EMIR Research head of social, law & human rights Jason Loh Seong Wei said the only way out of this possible quagmire is to prepare for it by focusing on food security and self-sufficiency as well as strengthen regional cooperation and integration and deepen Regional Comprehensive Economic Partnership linkages.

“It can’t be emphasised strongly enough that this is very critical for our balance of payments (BOP) and foreign exchange (forex) holdings which in turn correlate with our overall economic survival capability and security,” he told SunBiz.

“If we are not careful, we might see a steady depletion of our forex holdings, although not at the rate of Sri Lanka’s. Already Bank Negara Malaysia’s (BNM) current holdings have seen the largest drop in seven years, capable of only servicing 5.5 months of retained imports, 1.1 times our short-term external debt. Sizeable capital outflow is expected in the coming months due to the rising federal funds rate in the US as well as a huge import bill for food, repatriation of foreign direct investment remittances, and rising capital goods imports,” he said.

Loh raised these points because of the rising possibility that the US economy will go into recession next year, although it could be a short and shallow one. He said the US economy could well already be in what is the beginning of a technical recession as quarterly gross domestic product (GDP) growth contracted by 1.4% in the first three months of 2022.

According to the Atlanta Federal Reserve branch via its GDPNow tracker, the next quarter is expected to also be on a downward trajectory, at most gaining 0.9% growth, which isn’t enough to offset the first-quarter contraction.

If so, there could be a slowdown in Malaysia’s exports and a reduction in the current (trade) account surplus in the second half of the year onwards as well as a technical recession in 2023 as the US is a top market.

China could also be affected. The world second largest economy’s GDP projection for 2022 has been halved to 4.3% due to factors such as its strict Covid-19 lockdown measures. which means more pressure on the yuan, and therefore the ringgit.

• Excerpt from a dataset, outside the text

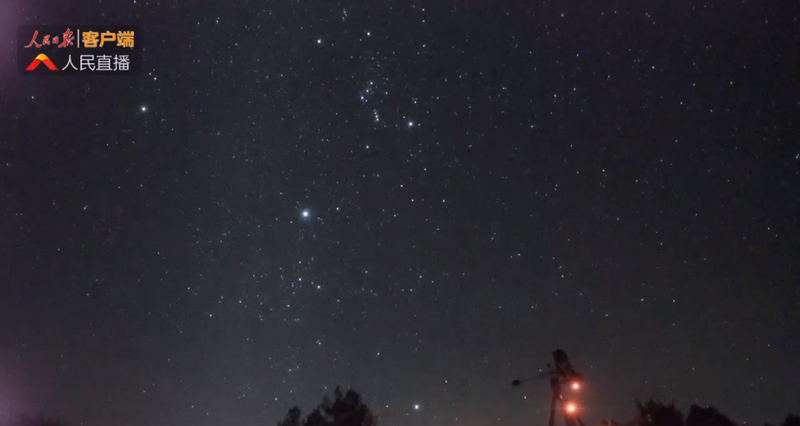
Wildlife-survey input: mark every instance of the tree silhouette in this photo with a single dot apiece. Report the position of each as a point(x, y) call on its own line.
point(708, 416)
point(654, 413)
point(293, 418)
point(346, 409)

“More downward pressure on the ringgit won’t necessarily boost our exports when the US goes into recession. It will hurt our imports more, making them more expensive. This would further hit our purchasing power which then would force the private sector and households to either even leverage (borrow) more which is highly unsustainable given the current debt levels, or cut back. With rising OPR in view, higher debts will quickly translate into non-performing loans and bankruptcies. Cutbacks will also lead to lower sales and purchases in the economy,” Loh explained.

Thus, Malaysia is set to head into choppy waters that could translate into some kind of a “perfect storm” due to the confluence of both external and domestic forces, with the latter impacted by the former.

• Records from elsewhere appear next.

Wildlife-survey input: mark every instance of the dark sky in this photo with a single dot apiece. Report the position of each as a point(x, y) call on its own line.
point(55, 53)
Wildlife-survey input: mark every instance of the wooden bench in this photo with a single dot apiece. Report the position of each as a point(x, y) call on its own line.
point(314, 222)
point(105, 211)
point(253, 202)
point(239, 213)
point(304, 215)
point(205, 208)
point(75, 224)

Meanwhile, HELP University professor of economics and finance Professor Paolo Casadio opined: “A US real recession will affect Malaysian growth and further weaken investment, the most problematic aspect of this recovery. It is possible to expect a contraction on a quarterly based from two quarters (technical recession) to six or eight. GDP growth in 2022 can go near zero and in 2023 we could see also a full-year contraction of the US economy.

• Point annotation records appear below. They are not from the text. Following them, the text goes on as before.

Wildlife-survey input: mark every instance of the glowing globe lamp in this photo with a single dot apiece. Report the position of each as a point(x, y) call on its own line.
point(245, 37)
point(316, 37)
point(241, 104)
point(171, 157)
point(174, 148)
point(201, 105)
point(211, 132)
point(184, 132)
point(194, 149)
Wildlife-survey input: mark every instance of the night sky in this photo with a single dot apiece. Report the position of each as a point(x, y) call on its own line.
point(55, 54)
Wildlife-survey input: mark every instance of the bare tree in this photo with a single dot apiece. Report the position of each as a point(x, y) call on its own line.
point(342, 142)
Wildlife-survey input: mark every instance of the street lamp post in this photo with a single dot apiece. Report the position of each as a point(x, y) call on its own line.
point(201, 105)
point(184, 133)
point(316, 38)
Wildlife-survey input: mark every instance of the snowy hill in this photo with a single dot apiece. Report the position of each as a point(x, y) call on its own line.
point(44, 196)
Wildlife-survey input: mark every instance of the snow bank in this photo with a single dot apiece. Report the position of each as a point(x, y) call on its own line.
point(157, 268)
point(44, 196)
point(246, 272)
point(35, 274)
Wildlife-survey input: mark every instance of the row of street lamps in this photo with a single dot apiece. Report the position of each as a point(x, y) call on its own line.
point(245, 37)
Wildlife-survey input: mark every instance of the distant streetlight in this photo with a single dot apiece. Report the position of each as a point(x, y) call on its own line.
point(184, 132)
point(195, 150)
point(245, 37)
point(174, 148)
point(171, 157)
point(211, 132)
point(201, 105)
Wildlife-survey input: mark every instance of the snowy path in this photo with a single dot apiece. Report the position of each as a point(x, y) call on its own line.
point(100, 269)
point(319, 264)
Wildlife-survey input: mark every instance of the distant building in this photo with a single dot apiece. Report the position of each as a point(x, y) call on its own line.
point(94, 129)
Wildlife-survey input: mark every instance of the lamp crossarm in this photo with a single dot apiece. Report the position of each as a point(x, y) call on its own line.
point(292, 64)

He said a longer, deeper and more disrupting effect on the Malaysian economy would happen in the second case when the destruction of wealth will be produced by the crisis in the stock market and the housing market. That crisis would be much more difficult to manage, implying a crisis in the whole international system based on the US dollar and the fiat money system.

“Pegging the dollar to gold is needed to avoid that perspective a reform of the international financial system a la Bretton Woods.

“Huge fiscal packages will manage the crisis but we will pay a tough bill later on. Anyway, in case of an international recession, there will be also international emergency support to the economies. I denominated the risky scenario the ‘catastrophe’ and I attached to it a 40% probability,” Casadio said.

Malaysia University of Science and Technology provost for research and innovation Geoffrey Williams thinks Malaysia should get through a recession if it is a technical one that is shallow. He suggested keeping the economy running with low-interest rates if Malaysia had to go through a “full-blown” recession.

“(Hence) then we will see a deeper contraction as demand falls, businesses struggling with revenue, higher debts, higher unemployment and falling living standards,” he said.

Williams said the most positive scenario is growth of around 5% in line with forecasts by the government, BNM and the World Bank. The assumption is that “everything will go smoothly” converging to a pre-pandemic scenario, which has a 10% probability.

“Our baseline scenario, to which we give a 50% probability, is positive overall but with some international factors suppressing growth in the global markets as has been signalled by the International Monetary Fund and others. Our growth forecast in the baseline scenario is for 3.5% growth in 2022 and 4.5% growth in 2023,” he said.